Colonel Saulnier was medically retired from the United States Army on 18 December 1985, thus cutting short a brilliant career of service to our country. Major General Emmett W. Bowers summarized Colonel Saulnier’s contribution to the US Army in the following words: “His contribution to the Army continues to expand in multiples. The hundreds of officers and non-commissioned officers mentored and supported by him continue to mentor and develop thousands of others.” Upon his retirement, he was awarded the Legion of Merit. Colonel (Ret) Saulnier was inducted into the U.S. Army Quartermaster Corps Hall of Fame in 2002.

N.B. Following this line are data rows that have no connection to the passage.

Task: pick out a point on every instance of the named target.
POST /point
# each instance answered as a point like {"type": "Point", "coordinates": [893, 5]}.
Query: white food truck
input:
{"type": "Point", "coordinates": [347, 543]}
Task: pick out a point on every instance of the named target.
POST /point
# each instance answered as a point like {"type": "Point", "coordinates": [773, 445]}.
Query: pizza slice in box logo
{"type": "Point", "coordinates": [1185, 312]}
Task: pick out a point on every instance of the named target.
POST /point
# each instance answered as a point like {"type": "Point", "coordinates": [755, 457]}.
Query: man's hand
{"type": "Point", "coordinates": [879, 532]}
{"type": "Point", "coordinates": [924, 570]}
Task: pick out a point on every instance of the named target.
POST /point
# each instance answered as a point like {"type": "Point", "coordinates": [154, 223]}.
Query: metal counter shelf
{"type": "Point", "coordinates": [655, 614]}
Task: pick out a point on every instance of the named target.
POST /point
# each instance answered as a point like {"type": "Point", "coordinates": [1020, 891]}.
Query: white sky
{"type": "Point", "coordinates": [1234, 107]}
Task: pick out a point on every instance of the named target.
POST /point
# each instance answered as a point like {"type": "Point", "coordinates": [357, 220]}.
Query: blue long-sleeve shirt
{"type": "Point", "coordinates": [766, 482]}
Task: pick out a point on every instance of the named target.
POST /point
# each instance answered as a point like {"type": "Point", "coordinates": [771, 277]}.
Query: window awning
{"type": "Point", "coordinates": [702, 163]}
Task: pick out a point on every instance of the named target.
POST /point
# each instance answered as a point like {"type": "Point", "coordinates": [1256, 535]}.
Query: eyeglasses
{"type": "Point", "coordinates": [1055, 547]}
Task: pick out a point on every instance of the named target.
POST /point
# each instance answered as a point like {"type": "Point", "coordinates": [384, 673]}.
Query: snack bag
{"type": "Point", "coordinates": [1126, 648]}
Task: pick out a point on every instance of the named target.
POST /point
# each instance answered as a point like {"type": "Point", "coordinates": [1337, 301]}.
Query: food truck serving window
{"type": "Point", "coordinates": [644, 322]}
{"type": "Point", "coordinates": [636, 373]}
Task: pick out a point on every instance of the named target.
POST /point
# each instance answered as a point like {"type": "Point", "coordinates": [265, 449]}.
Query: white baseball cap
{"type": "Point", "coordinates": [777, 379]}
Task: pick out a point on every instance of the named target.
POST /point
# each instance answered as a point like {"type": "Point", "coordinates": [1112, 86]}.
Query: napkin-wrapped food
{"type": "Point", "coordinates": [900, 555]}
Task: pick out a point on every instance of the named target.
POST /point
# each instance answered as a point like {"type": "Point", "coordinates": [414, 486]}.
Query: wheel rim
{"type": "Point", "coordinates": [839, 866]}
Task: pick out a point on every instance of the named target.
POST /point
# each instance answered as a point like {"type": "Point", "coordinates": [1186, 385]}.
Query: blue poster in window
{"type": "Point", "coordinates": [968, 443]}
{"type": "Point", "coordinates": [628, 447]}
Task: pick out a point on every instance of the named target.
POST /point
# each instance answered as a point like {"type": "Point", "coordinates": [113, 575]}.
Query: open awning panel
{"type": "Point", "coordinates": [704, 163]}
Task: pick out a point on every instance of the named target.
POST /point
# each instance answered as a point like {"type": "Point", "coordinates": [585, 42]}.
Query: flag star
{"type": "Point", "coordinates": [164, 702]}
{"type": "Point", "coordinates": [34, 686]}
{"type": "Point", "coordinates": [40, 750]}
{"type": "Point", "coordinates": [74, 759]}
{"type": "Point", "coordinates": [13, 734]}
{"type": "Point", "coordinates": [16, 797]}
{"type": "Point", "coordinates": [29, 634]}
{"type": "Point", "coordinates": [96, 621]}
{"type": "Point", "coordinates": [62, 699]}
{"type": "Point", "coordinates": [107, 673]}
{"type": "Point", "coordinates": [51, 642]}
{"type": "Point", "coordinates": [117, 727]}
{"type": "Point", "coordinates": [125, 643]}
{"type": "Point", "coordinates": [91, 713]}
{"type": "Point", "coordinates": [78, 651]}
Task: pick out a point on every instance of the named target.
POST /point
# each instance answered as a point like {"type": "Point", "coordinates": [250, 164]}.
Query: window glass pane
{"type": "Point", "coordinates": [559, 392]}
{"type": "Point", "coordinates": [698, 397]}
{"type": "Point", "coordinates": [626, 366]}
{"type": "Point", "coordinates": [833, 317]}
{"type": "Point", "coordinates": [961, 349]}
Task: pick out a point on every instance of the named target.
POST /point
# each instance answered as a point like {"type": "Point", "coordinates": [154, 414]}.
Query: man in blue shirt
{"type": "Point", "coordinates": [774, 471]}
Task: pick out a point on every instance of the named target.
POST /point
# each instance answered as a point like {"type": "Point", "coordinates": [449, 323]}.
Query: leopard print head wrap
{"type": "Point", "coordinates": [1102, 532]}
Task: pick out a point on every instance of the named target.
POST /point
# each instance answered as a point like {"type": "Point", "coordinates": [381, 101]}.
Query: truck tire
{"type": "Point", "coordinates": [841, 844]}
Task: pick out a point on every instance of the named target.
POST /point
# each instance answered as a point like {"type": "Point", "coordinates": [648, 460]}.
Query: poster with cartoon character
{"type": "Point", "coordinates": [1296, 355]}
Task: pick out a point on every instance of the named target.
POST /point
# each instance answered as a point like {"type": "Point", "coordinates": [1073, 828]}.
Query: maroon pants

Phil Saulnier continued his leadership philosophy of mission accomplishment and professional development of subordinates into a very successful civilian career. As the Director, East Region, National Industries for the Severely Handicapped, he helped change the lives of thousands of individuals with disabilities and their families by developing a team of professionals who created employment opportunities for individuals with disabilities. In 2003, Saulnier founded America’s Pride: Supporting Service-Connected Disabled Veterans Inc., an organization providing vocational support to Veterans.

Phil Saulnier has been and continues to be an active URI alumnus. He was the President of the Washington, DC Alumni Chapter, member of the URI Alumni Executive Committee, Trustee of the URI Foundation, member of the URI ROTC Alumni Chapter, recipient of the Ram Award in 2004, contributor to the URI annual fund drive, and established two scholarships: the Saulnier-Stone Memorial Scholarship and the Phil Saulnier Football Scholarship. In honor of his work and leadership, the University of Rhode Island awarded Phil Saulnier the Honorary Doctor of Humane Letters in May of 2012.

Colonel Saulnier and his wife Judy reside in Virginia. They have three children: Colonel Michael P. Saulnier, U.S. Army, Retired; Robert S. Saulnier (deceased); and Dr. Charlotte E. LeMoyne.